Leaving home was an emotional journey and that Saturday morning in early July, I walked along the railway tracks heading to Westville carrying my bag of possessions heading for the new life. I was leaving my younger brothers and sisters at home and my mother; all of these feelings tore at my heart strings. I spent much time in prayer asking for God’s leading and I felt this was God’s decision for my life. I had wondered where my mother had gone earlier that Saturday morning as I started on the next leg of my new journey.
Just on the other side of the the Sylvester bridge, whom did I meet on her way home but my mother! Mom had walked along the tracks into Westville, bought a parting gift for me and tried to get home before I left. We hugged each other and cried. I had turned 18 and was embarking on a new journey, yet I was leaving my mother and family to continue their path. Such love, such sorrow in parting and for the rest of my days I would remember how my mother sacrificed so much for me and for all my siblings to keep us together as a family. The tears still flow at times and there is hardly a day goes by when I don’t think of all she has done for our family. Mom’s faith in God and the inner strength she possessed kept me strong throughout my own struggles and disappointments.

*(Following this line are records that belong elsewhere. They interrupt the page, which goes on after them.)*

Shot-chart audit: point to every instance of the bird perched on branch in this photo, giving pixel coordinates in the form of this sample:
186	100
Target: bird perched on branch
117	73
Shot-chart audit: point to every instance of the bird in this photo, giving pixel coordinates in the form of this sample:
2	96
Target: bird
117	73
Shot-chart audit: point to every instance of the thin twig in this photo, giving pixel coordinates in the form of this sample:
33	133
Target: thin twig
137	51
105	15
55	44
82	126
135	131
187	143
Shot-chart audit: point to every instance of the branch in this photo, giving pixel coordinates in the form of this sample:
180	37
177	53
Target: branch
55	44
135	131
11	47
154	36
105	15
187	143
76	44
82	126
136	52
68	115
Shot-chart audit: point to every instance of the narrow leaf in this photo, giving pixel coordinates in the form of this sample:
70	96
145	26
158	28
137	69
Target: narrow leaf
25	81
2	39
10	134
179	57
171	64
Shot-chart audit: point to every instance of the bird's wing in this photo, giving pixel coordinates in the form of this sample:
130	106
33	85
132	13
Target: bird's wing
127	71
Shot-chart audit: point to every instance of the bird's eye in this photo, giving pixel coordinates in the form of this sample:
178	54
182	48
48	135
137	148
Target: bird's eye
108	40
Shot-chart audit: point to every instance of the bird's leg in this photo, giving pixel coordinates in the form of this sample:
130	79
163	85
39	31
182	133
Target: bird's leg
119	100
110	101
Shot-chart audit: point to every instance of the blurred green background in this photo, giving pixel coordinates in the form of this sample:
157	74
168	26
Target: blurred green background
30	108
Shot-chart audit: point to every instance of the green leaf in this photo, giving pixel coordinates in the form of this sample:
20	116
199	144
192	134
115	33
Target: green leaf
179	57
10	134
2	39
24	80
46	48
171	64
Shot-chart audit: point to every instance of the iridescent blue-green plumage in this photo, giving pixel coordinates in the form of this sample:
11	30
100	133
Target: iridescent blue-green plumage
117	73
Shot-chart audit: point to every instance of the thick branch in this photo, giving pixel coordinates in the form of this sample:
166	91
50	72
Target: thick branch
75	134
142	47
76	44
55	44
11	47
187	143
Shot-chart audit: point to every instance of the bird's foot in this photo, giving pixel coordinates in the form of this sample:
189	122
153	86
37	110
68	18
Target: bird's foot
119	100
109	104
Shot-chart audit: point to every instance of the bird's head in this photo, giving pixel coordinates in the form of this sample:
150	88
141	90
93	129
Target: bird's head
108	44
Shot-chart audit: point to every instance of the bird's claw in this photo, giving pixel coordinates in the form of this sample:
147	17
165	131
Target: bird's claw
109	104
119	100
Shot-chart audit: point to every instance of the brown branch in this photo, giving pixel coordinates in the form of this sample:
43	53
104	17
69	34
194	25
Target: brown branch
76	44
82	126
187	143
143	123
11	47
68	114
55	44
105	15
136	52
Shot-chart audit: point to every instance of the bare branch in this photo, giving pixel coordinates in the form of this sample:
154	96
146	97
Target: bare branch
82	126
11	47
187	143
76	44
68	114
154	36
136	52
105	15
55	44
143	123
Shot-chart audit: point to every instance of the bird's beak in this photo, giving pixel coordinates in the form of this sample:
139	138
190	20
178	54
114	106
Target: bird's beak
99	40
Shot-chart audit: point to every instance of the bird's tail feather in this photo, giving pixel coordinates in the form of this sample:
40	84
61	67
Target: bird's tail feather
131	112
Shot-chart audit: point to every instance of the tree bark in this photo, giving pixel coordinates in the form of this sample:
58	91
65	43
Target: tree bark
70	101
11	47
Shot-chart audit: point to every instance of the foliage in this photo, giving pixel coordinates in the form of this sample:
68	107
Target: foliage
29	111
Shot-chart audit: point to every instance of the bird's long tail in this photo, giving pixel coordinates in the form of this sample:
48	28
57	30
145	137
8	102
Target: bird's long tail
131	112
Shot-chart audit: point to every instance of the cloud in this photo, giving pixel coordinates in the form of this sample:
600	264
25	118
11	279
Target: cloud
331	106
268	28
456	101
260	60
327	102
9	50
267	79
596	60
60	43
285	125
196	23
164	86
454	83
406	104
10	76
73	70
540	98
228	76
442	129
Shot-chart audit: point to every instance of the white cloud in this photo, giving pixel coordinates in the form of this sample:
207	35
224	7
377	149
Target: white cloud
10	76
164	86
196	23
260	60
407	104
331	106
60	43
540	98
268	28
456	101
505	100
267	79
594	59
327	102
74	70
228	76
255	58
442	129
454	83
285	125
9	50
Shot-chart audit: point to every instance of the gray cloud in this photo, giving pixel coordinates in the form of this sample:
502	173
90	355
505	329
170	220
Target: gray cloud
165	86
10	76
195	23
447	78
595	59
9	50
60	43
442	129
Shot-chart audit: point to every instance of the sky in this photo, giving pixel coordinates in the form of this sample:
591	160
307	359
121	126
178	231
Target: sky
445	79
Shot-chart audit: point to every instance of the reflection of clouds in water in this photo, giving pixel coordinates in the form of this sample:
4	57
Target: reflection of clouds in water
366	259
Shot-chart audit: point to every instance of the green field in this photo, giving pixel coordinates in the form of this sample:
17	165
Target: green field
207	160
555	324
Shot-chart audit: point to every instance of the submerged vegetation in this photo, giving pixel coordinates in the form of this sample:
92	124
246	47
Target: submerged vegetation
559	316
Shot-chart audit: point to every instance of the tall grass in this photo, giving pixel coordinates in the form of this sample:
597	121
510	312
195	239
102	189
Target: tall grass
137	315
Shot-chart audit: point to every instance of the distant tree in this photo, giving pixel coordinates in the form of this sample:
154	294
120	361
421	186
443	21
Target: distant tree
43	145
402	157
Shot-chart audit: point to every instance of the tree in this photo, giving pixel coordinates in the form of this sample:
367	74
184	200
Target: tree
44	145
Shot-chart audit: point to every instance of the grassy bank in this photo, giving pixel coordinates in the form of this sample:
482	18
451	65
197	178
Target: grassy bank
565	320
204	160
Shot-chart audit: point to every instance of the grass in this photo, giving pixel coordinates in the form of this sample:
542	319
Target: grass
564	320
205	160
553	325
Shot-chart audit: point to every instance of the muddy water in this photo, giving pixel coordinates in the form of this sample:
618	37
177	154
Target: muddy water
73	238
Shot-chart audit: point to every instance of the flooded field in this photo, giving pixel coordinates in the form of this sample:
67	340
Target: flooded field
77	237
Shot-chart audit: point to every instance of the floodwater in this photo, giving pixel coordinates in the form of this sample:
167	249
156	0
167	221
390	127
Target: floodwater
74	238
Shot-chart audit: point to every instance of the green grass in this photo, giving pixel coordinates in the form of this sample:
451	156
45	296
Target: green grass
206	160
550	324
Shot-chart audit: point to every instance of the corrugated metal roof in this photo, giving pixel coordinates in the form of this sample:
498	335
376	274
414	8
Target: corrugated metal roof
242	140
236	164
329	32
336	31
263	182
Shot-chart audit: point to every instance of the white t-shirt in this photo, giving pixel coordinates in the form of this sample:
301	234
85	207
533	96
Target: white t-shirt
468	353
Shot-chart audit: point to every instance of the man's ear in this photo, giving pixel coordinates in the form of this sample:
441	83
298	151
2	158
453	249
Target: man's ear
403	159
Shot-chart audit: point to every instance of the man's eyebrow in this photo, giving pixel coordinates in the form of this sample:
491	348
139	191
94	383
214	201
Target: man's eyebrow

The blessings continue to this day. Our marriage in 1972 laid the foundation to our own home and I had my first teaching job in Middle River (Rocklin) in a one-room school with seven grades. From $200 a month at Scott Maritimes in 1967 to $500 a month as a teacher in 1972, I felt like a millionaire. I could write a book about my two years of experiences in Rocklin with those 26 students from Grades primary to six. Then from there, the path led to Dr. W.A. Macleod School that opened in 1974, to Acadia Street School in 1987, A.G. Baillie School as principal in 1994 to retirement in 2006.
My faith deepened. Our family grew to include our daughter Stacey in 1977, our son Robert in 1981 and our daughter Sarah in 1987. We took up residence in Hopewell in 1979 where we have remained ever since. What tremendous blessings our children have been to us!
I am so thankful to God for helping me to serve Him diligently. It was a promise I made to God back in 1967 that God would have all there was of my life to serve Him. I thank Him especially for my wonderful wife – a powerhouse of faith and strength these past 46 years – our church who helped raise our family, the fellowship we enjoyed and our friends and neighbours who provided us with many blessings down through the years.
The Jitney Trail of faith has led me to this moment in time through the difficulties of losing friends and family, the good times and the challenging times, yet God has proven faithful and I praise Him for the journey.
Where are you in your own journey of faith? The Bible says: “Seek ye the Lord while He may be found, call upon Him while He is near… and He will have mercy upon him.” (Isaiah 55:6-7)
Fred Jeffery is a retired school principal and member of the Salvation Army.